Diese Entwicklung habe rechtliche Folgen, erklärte der Jurist. Derzeit gebe es kein Eigentum Dritter an Körperteilen: "Niemand kann Ihren Arm besitzen." Damit würden Hersteller ihr Eigentum an BCI mit der Implantation verlieren. Mit der eingebauten Software dürfte es sich ähnlich verhalten. Betroffenen müsste man zumindest zugestehen, diese bearbeiten oder hacken zu dürfen und den Code zu ändern. Für ihn stehe für solche Fälle fest: "Das Urheberrecht muss verschwinden." Dazu gebe es aber noch keinerlei Rechtsprechung.
Seitenkanalangriffe aufs Gehirn
Hirn-Implantate werden Bublitz zufolge ferner bekannte Probleme digitaler Technologien wie ungesundes Nutzerverhalten und mentale Auswirkungen verstärken. Das gehe hin bis zu Manipulationen durch eine nicht einvernehmliche Stimulation des Gehirns. So ließen sich neurologische Reaktionen auf Reize messen, daraus Gedanken ableiten und ein "konstantes individuelles Neuromarketing" etwa in einer Gaming-Umgebung erprobt werden. Werber könnten viel besser verstehen, wie Kaufentscheidungen gefällt werden, und entsprechende Kampagnen kreieren.
Das wirft für den Wissenschaftler auch Fragen des Datenschutzes und des Zugangs zu Hirnen Dritter auf. Eng damit verknüpft seien Aspekte der IT-Sicherheit. Erste durchaus realistische Seitenkanalangriffe auf das Gehirn hätten Forscher im Rahmen einer PIN-Code-Fallstudie bereits durchgespielt. Ein weiterer Aspekt ist die Obsoleszenz von Technik, die direkt in den Körper eingebaut und nach einiger Zeit nicht mehr vom Hersteller unterstützt wird.

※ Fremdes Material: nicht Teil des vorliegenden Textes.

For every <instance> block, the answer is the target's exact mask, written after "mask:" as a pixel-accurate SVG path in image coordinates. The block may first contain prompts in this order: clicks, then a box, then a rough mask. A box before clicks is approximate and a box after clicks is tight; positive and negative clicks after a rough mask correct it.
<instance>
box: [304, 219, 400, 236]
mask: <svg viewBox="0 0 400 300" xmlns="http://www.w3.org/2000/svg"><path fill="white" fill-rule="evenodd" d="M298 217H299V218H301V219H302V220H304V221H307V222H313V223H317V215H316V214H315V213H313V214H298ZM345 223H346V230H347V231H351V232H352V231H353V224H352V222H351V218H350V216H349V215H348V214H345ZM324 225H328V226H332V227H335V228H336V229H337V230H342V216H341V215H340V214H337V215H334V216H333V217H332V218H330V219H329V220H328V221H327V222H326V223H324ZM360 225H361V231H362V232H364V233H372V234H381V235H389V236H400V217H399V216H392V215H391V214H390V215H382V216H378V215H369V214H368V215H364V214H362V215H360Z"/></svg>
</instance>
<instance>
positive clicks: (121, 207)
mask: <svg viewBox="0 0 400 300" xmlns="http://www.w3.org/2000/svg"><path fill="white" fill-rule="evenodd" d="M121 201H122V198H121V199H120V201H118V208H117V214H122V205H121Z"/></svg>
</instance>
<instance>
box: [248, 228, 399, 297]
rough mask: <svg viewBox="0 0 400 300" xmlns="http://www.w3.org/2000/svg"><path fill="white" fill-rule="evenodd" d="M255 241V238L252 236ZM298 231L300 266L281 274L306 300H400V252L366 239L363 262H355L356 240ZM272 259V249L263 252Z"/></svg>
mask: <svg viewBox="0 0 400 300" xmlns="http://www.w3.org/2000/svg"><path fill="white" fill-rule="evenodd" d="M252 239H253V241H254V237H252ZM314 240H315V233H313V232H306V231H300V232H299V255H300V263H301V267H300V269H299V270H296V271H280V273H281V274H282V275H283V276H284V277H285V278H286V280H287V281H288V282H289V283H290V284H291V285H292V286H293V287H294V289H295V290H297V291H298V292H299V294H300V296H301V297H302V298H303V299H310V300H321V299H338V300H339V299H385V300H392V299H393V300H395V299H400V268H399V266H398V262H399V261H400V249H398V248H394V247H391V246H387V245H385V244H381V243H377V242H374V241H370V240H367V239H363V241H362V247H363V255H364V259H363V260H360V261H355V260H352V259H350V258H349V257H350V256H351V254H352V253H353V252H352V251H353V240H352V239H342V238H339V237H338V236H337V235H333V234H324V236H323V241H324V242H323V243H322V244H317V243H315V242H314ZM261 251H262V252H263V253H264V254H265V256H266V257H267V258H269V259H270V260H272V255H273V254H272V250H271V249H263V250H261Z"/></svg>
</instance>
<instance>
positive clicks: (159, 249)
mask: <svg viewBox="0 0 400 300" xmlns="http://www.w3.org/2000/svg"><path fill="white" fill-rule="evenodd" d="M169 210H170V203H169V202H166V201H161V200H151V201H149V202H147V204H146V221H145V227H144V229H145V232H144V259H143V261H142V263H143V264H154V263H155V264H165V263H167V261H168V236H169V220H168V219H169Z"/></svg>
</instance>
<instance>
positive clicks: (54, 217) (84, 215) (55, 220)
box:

Diese Herausforderungen haben eine Debatte über "neue Menschenrechte" ausgelöst. Kalifornien war im Oktober nach Colorado der zweite US-Bundesstaat, der Hirndaten gesetzlich abzusichern sucht. Chile habe dafür sogar die Verfassung geändert, weiß Bublitz. Dahinter stehe die Neurorights-Initiative. Prinzipiell teile er deren Ziele, halte ihren Ansatz aber für falsch: Dieser habe die "unerwünschte Nebenwirkung, dass der bestehende Grundrechtsschutz ausgehebelt wird".
Neue Menschenrechte nötig?
Bublitz hält es für besser, auf die Gedankenfreiheit abzustellen, die etwa in Artikel 18 der universellen Erklärung der Menschenrechte sowie Artikel 9 der Europäischen Grundrechtecharta verankert sei. Sie schütze nicht nur die Meinungsfreiheit, sondern auch das Bewusstsein, etwa vor ideologischer Beeinflussung. Dazu komme, dass es sich bei der Gedankenfreiheit um eines der stärksten Menschenrechte handle, da diese – etwa im Gegensatz zur Sicherheit oder zum Datenschutz – nicht abzuwägen sei mit anderen Grundrechten. Dieser Charakter müsste aber noch stärker ausformuliert werden.
Dafür könnte sich etwa die Unesco stark machen, fordert der Jurist. Die UN-Organisation für Bildung, Wissenschaft, Kultur und Kommunikation habe die Arbeit an ersten globalen Empfehlungen zur Ethik der Neurotechnologie gestartet und in einem Entwurf dafür gemeinsame globale Regeln skizziert. Dieser decke viele Punkte ab, lasse bislang aber den Verbraucherbereich außen vor. Derweil lieferten sich vor allem China und die USA ein Rennen darum, Daten aus BCIs auch fürs KI-Training zu nutzen. Um "dystopische Szenarien" zu verhindern, müssten die Risiken auf jeden Fall mit klaren rechtlichen und technischen Vorschriften, etwa in Bezug auf Open Source, handhabbar werden.